Burada hemen parantez açarak AKP’nin siyasi dönüşümünün Kıbrıs politikasındaki dönüşümden izleyebileceğimizdir.
2002’de tek başına iktidara geldiğinde, kendisinden önceki iktidarlardan farklı olarak “siyasete” sahip çıkmış ve tartışılmayan pek çok kamusal sorun, siyasetin nesnesi haline gelmiştir. Kıbrıs’ta bunlardan birisidir.
Erdoğan Kıbrıs konusunda Rum kesimini kast ederek; “Her zaman bir adım önde olacağı” politikası izlemiştir.
Nitekim 24 Nisan 2004 tarihinde gerçekleşen Annan Planı Referandu’na (Birleşmiş Milletler Genel Sekreteri Kofi Annan tarafından hazırlanan ve Kıbrıs’ta yaşayan ve 1963'ten bugüne ayrı ayrı yaşayan iki toplumu iki kesimli tek devlet bünyesinde birleştirmek maksatıyla hazırlanan çözüm planı), AKP “evet” demiş ve Kuzey Kıbrıs’ta da benzer irade göstermiştir. Kuzey Kıbrıs plana evet derken; Güney Kıbrıs’ta irade “hayır” olarak tecelli etmiş ve çözümsüzlük hali devam etmiştir.
Erdoğan/AKP bu politikası 2008’den itibaren değişmiş ve Kıbrıs’ta sağ, muhafazakâr liderleri (önce Derviş Eroğlu, sonra Ersin Tatar) desteklemiştir.
2004’de Kıbrıs’ta kendisinden önce izlenen devletçi politikalara mesafe alan Erdoğan/AKP, 2008 ve sonrasında devletle aynı çizgiye gelmiştir.
KIBRIS'IN ŞANSIZLIĞI BELKİ DE TÜRKİYE
Diğer yandan Kuzey Kıbrıs’ın kuruluş kararından itibaren şanssız bir ülke olduğunu da kabul etmek gerekiyor. AB'nin Rum kesimini koruyan politikaları olmak üzere dünyada uğradığı izolasyonlar ülkeyi her açıdan verimsizliğe mahkum etmiştir. Bunu Kıbrıs'ın güneyi ile kuzeyini karşılaştırdığınızda görüyorsunuz.

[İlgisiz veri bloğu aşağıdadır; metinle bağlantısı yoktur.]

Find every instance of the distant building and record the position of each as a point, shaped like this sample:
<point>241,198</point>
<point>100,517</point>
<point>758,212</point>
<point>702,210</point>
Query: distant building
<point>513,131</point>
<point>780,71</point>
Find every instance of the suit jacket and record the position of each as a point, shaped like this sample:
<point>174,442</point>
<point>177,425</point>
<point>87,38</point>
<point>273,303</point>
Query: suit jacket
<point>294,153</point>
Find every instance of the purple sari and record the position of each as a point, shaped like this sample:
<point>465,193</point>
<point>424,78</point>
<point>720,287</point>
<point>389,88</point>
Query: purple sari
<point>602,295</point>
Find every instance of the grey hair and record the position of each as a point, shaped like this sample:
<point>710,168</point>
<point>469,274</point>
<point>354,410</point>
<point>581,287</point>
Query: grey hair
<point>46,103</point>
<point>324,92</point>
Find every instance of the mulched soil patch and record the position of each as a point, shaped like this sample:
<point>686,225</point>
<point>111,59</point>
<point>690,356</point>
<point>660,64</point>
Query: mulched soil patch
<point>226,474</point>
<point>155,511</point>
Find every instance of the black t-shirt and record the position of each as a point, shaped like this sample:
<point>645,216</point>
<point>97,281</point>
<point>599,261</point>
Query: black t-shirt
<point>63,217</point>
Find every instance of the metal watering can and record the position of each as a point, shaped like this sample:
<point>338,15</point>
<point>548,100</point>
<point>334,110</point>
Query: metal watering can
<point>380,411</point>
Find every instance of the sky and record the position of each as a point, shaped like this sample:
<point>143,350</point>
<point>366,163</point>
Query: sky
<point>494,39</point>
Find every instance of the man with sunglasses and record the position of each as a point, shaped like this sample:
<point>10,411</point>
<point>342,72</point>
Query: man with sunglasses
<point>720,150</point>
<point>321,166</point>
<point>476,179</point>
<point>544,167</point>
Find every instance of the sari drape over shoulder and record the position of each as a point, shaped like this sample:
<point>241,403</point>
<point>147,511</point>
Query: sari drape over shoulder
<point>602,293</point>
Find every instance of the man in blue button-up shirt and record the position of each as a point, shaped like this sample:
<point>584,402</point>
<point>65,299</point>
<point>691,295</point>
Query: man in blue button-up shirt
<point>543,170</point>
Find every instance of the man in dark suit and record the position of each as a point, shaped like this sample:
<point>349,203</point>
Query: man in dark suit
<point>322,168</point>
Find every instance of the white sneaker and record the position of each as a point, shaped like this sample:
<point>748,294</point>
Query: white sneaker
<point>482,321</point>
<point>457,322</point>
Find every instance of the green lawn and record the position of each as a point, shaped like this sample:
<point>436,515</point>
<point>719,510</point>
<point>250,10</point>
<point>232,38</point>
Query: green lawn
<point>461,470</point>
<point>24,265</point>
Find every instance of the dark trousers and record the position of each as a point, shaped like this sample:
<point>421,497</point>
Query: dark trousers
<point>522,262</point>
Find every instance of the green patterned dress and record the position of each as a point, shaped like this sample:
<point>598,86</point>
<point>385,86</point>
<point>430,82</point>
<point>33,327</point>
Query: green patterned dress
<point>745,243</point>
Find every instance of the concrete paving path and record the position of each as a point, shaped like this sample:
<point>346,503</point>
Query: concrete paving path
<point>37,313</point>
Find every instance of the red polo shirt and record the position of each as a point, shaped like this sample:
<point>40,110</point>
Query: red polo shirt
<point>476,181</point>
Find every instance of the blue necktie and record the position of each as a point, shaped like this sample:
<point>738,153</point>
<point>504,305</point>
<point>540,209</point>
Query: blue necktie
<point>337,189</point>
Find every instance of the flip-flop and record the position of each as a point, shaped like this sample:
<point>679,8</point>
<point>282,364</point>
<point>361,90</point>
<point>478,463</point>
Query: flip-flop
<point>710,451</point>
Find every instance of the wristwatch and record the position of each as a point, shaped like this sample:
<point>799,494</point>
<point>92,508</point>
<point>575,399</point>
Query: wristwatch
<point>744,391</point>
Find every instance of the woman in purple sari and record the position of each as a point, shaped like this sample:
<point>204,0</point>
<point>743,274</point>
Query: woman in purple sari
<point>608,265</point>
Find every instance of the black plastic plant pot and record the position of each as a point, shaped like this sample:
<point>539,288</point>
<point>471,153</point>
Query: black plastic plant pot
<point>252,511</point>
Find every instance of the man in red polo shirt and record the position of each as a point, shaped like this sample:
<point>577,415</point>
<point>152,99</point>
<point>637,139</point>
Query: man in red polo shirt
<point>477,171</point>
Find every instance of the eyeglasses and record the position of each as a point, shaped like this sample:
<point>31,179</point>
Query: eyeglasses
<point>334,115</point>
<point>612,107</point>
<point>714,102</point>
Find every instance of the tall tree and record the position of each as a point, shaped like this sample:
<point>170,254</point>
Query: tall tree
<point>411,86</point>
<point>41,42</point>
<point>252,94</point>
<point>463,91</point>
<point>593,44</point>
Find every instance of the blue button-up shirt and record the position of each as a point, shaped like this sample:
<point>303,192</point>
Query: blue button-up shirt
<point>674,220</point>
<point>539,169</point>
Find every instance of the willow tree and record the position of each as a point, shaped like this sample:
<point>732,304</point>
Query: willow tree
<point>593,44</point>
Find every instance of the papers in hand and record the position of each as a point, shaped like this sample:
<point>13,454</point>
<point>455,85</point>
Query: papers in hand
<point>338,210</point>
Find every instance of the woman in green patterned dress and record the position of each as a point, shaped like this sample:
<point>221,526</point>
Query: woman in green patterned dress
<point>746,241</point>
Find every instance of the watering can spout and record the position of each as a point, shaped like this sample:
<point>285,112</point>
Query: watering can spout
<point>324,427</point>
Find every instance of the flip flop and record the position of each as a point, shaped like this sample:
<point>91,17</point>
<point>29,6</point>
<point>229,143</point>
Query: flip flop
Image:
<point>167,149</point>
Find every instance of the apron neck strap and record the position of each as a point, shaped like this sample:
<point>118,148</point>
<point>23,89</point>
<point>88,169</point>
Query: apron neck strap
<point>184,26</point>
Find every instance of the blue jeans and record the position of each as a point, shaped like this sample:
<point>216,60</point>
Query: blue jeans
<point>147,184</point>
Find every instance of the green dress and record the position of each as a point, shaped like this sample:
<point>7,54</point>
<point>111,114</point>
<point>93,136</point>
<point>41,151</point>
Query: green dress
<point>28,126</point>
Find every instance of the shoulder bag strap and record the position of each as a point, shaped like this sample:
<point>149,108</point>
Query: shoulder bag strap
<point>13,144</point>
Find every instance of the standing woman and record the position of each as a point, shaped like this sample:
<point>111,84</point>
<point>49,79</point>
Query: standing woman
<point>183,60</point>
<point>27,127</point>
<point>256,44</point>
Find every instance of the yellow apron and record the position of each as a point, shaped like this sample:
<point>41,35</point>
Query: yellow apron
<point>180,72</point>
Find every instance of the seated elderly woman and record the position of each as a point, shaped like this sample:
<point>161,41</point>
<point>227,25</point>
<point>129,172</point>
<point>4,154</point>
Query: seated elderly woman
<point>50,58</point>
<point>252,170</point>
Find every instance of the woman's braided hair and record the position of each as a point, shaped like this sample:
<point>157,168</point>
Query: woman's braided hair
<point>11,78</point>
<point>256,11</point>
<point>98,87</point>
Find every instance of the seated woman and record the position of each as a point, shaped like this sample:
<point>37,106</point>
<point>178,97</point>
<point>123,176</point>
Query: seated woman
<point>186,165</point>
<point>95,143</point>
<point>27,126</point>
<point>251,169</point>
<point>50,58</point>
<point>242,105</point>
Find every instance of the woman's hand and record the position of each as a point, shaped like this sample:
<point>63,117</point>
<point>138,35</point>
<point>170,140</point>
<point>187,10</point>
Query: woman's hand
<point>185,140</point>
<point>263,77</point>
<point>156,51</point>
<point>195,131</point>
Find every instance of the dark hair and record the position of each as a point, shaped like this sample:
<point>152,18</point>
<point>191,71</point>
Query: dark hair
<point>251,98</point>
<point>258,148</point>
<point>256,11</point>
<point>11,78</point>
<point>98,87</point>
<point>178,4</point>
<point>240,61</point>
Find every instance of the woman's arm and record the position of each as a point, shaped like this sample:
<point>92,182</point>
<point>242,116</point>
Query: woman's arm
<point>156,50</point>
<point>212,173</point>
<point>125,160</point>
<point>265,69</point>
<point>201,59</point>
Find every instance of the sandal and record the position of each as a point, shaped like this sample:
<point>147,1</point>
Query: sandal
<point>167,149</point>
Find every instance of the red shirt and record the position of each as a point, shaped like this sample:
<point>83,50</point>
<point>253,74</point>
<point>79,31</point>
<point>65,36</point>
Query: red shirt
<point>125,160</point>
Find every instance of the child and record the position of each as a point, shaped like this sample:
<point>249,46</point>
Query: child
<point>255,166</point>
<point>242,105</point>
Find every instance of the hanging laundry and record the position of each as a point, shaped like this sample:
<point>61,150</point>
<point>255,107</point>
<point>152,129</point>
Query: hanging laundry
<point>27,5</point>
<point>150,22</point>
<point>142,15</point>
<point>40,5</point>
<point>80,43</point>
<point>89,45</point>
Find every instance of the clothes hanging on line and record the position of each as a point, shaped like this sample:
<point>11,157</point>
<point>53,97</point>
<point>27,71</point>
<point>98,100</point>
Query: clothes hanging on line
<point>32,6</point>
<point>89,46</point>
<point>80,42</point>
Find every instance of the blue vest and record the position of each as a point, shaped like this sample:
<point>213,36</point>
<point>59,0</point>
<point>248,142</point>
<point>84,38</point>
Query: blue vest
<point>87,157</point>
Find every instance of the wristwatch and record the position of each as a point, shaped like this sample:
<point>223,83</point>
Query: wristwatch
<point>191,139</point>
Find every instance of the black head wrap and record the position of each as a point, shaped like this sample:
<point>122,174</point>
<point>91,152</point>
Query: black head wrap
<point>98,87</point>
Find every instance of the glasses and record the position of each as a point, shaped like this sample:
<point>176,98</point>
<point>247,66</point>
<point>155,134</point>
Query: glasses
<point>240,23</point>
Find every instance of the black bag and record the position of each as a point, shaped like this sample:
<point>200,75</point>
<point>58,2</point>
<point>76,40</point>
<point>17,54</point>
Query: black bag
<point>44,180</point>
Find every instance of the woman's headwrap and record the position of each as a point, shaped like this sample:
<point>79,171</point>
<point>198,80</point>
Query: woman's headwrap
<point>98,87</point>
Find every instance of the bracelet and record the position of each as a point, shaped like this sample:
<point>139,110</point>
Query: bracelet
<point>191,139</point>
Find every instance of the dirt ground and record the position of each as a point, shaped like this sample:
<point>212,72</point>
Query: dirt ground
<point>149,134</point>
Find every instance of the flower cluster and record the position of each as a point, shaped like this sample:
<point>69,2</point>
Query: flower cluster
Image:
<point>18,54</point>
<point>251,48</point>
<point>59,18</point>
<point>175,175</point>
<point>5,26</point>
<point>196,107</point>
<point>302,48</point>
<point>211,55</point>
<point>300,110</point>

Türkiye’nın Kıbrıs'a yaptığı yardımlar ne yazık ki ülkenin gelişmesi için kullanılamamıştır.
Sonuçta Kıbrıs’ın en büyük şansızlığı Türkiye'deki devletçi bakıştır.
Türkiye Kıbrıs'la hiç bir zaman 'eşit ülke' ilişkisi kurmadı. İktidarlardan bağımsız olarak Kıbrıs'a bakışı daima bir hegemonya ilişkisi üzerinden oldu. Ve bunun en büyük ideolojik aracı da Kıbrıs’ta bulunan Büyükelçiliği olmuştur.
AKP'NİN KIBRIS HAYALİ
Bununla birlikte Kıbrıs’ta diğer büyük şanssızlık ise, AKP’nin devletçi pozisyona savrulmasından sonra adaya yaklaşımı oldu. AKP'nin yeni politikası Kıbrıs'ı toplumsal mühendislik yoluyla dönüştürme hedefi oldu.
Bu politika, Türkiye'de 2011 sonrasında uygulananın yumuşak versiyonu idi. Özellikle Kıbrıs'ta var olan Türkler ve ithal Türk inşaat firmaları üzerinden dini eğitim kurumların (ilahiyat koleji, imam hatip liseleri gibi) desteklenmesi ve sayılarının arttırılması bu projenin parçası oldu.
Bu hakkı kendinde yaptığı ekonomik yardımla gördü ya da başka nedenle. Ama bu yanlıştı. Kıbrıs'a ekonomik yardım, Kıbrıs'ı bağımsız ülke olmaktan çıkarmamıştır. Yaptığımız yardım Kıbrıs'ın politikalarını bizim belirleyeceğimiz anlamına gelmemeliydi. Ama olan bu oldu.
Sonuçta bir kez daha AKP'nin Kıbrıs üzerindeki asimilasyoncu politikası dün gün yapılan seçimle bir kez daha iflas etti.
Bize düşen Kıbrıs’ın Kıbrıslıların olduğunu -zor gelse de- kabul etmektir.